Seven demonstrators involved in the two-week-old Minneapolis protest against corporate America were arrested Thursday for blocking traffic in front of the U.S. Bank building.

It was the first instance of multiple arrests since OccupyMN began Oct. 7 in solidarity with the Occupy Wall Street demonstration in New York City.

Chanting "Stop foreclosures now!" protesters erected tents in the intersection of 6th Street and 2nd Avenue S., causing police to reroute traffic. When seven refused to move after about an hour of sitting in the street, they were led away by police and charged with misdemeanors.

The arrests culminated a day of confrontations that began on the other side of the building, across 3rd Avenue S. from OccupyMN's encampment on the plaza outside the Hennepin County Government Center. About 100 demonstrators set up four small tents that were plastic sheeting placed over a simple wood frame on the sidewalk in front of U.S. Bank's plaza.

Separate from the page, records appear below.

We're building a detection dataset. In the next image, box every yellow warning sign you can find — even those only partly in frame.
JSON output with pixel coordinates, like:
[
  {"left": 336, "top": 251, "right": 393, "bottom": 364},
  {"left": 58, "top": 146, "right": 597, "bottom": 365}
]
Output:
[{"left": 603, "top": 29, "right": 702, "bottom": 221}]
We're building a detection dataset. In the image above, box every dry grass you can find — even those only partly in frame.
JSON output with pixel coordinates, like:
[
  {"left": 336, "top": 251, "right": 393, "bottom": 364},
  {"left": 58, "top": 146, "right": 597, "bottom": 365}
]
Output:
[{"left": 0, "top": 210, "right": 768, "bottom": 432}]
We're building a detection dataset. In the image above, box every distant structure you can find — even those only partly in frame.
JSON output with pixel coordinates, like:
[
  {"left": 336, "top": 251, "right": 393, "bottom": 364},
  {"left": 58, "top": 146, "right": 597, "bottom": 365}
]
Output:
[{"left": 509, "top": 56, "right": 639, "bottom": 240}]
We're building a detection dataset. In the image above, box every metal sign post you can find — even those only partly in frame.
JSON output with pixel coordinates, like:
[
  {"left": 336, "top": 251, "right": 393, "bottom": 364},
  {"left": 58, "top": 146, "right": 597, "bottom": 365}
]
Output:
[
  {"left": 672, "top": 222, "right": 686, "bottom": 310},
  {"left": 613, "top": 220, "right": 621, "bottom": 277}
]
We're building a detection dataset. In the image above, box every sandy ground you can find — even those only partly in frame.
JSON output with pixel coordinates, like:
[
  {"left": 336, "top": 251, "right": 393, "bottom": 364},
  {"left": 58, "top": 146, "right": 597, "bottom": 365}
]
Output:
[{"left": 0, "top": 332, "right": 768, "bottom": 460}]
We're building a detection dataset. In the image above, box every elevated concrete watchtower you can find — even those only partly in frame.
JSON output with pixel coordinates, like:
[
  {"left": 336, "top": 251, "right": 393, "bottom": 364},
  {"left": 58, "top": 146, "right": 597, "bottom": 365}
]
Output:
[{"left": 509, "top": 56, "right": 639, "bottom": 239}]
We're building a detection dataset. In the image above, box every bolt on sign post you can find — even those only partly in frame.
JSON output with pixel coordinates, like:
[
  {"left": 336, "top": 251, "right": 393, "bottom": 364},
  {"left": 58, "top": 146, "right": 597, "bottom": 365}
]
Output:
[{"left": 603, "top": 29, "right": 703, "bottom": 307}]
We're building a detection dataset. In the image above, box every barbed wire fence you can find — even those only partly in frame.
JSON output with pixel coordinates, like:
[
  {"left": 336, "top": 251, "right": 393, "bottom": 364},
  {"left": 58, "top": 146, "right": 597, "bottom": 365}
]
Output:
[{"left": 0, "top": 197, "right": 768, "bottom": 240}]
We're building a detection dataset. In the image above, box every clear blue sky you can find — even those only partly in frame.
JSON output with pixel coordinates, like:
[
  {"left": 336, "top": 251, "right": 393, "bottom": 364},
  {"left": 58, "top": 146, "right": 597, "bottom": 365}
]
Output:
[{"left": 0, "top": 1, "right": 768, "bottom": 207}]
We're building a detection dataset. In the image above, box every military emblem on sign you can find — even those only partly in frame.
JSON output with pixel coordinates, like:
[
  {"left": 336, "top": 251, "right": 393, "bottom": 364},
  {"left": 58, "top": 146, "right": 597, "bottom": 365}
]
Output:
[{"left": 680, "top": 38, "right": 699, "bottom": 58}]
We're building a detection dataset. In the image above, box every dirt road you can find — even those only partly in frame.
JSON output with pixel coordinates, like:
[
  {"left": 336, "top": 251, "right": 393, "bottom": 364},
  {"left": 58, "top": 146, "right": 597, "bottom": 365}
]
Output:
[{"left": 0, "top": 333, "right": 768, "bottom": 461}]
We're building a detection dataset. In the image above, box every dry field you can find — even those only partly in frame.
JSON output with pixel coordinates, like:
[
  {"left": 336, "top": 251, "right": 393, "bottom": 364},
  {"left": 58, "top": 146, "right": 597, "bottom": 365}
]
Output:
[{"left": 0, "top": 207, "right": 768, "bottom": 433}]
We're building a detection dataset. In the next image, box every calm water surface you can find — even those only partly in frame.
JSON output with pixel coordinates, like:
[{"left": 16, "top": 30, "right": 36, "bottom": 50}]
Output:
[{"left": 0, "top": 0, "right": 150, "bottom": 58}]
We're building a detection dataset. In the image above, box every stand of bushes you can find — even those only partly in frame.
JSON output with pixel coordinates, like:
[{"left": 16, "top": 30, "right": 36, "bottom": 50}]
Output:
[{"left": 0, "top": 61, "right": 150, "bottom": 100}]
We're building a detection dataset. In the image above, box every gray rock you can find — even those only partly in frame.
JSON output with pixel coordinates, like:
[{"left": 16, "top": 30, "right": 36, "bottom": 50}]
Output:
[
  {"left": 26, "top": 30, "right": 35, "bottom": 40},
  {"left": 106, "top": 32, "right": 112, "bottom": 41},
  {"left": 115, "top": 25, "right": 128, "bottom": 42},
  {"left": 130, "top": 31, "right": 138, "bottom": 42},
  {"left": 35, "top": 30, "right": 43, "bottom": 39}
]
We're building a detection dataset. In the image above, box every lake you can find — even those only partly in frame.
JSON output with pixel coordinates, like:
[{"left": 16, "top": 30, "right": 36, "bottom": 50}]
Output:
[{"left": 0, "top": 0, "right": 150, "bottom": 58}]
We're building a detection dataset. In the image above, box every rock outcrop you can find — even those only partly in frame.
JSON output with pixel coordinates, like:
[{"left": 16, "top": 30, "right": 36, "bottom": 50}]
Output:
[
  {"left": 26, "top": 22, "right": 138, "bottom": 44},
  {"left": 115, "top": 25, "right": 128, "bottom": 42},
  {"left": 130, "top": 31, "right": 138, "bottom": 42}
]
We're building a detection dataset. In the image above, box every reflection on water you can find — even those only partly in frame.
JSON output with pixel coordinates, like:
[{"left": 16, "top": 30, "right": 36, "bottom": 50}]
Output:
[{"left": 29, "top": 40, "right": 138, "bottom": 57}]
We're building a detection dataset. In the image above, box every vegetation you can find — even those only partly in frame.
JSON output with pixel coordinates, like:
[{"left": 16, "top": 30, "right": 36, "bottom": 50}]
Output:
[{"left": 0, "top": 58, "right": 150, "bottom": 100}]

Then they picked up the tents and marched to the other side of the building, where they set them up in the intersection. Minneapolis police dismantled three of the tents, but the protesters then set up a small camping tent. Sgt. Gary Nelson announced that protesters who did not leave the intersection would be arrested.

Most of the protesters moved to the curb. Seven who stayed inside the tents were handcuffed and arrested. They did not resist. Four listed Minneapolis home addresses, two live in St. Louis Park and one lives in St. Paul.

In a statement before the arrests, Tom Joyce, a U.S. Bank spokesman, said, "We understand that in these challenging times, many are concerned about the economy and continued high unemployment."

He called foreclosure "the last option for borrowers and the bank. We've worked with thousands of borrowers across the country on modifying their mortgages to help them manage their payments."

OccupyMN issued its own statement after the arrests: "The corruption of Wall Street and the big banks is responsible for our country's economic recession and the foreclosure crisis. ... We want our houses back."